这是您使用 Promise.all() 的代码。因为目前我还没有准备好合适的数据库,所以我用对具有人为延迟 built-in 的函数的异步调用替换了对数据库的所有异步调用,因此您可以看到如何实际等待那些和那个结果还真是等着呢
const data = [
{
id: 1,
task: "Clean apartment",
completed: 0,
parentid: null,
createdby: 1,
createdat: "2022-03-24 00:47:33",
},
{
id: 2,
task: "Clean bathroom",
completed: 0,
parentid: 1,
createdby: 1,
createdat: "2022-03-24 00:47:33",
},
{
id: 3,
task: "Clean kitchen",
completed: 0,
parentid: 1,
createdby: 1,
createdat: "2022-03-24 00:47:33",
},
{
id: 4,
task: "Wash shower",
completed: 0,
parentid: 2,
createdby: 1,
createdat: "2022-03-24 00:47:33",
},
{
id: 5,
task: "Wash toilet",
completed: 0,
parentid: 2,
createdby: 1,
createDate: "2022-03-24 00:47:33",
},
{
id: 6,
task: "Clean glass panes",
completed: 1,
parentid: 4,
createdby: 1,
createdat: "2022-03-24 00:47:33",
},
{
id: 7,
task: "Clean faucet",
completed: 0,
parentid: 4,
createdby: 1,
createdat: "2022-03-24 00:47:33",
},
{
id: 8,
task: "Clean sink",
completed: 0,
parentid: 3,
createdby: 1,
createdat: "2022-03-24 00:47:33",
},
{
id: 9,
task: "Take out trash",
completed: 1,
parentid: 3,
createdby: 1,
createdat: "2022-03-24 00:47:33",
},
];
async function comp(tasks, taskId) {
// do your DB calls here (here just imitating the delay but the function are async to the result will remain the same)
var task = await queryFind(tasks, taskId);
var children = await queryFilter(tasks, taskId);
// map() returns an array of promises as comp() returns a promise
// Promise.all() returns a Promise that returns when all promises within the array are settled
task.children = await Promise.all(
children.map((child) => comp(tasks, child.id))
);
return task;
}
// this function immitates an async DB access.
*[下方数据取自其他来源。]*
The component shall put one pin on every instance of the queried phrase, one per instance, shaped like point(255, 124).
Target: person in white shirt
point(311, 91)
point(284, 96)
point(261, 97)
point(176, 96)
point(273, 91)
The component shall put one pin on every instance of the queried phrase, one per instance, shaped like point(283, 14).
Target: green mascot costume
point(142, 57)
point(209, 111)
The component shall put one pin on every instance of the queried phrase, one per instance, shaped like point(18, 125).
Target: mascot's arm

async function queryFind(tasks, taskId) {
// wait for 100 milliseconds (imitate delay)
await sleep(100);
return tasks.find((task) => task.id === taskId);
}
// this function immitates an async DB access.
async function queryFilter(tasks, taskId) {
// wait for 100 milliseconds (imitate delay)
await sleep(100);
return tasks.filter((t) => t.parentid === taskId);
}
// delay execution. should imitage network delay here
async function sleep(ms) {
return new Promise((resolve) => setTimeout(() => resolve(), ms));
}
// Start at task with ID 1; need to wrap the function call in an async method to be able to use await
(async () => {
const test = await comp(data, 1);
console.log(JSON.stringify(test, null, 4));
})();
您正在等待最初的两个等待项目完成 运行,然后您开始下一个递归调用,然后打印而不等待递归调用本身。
首先,您需要
await comp(child.id);
但您还需要等待每个 child 完成 运行。
Promise.all(array)
将等待您传入的数组中的每个承诺完成,恰好 children[0].map(async () => {}) 将 return 一个承诺数组。去啊,(a)等待那个,你应该被设置。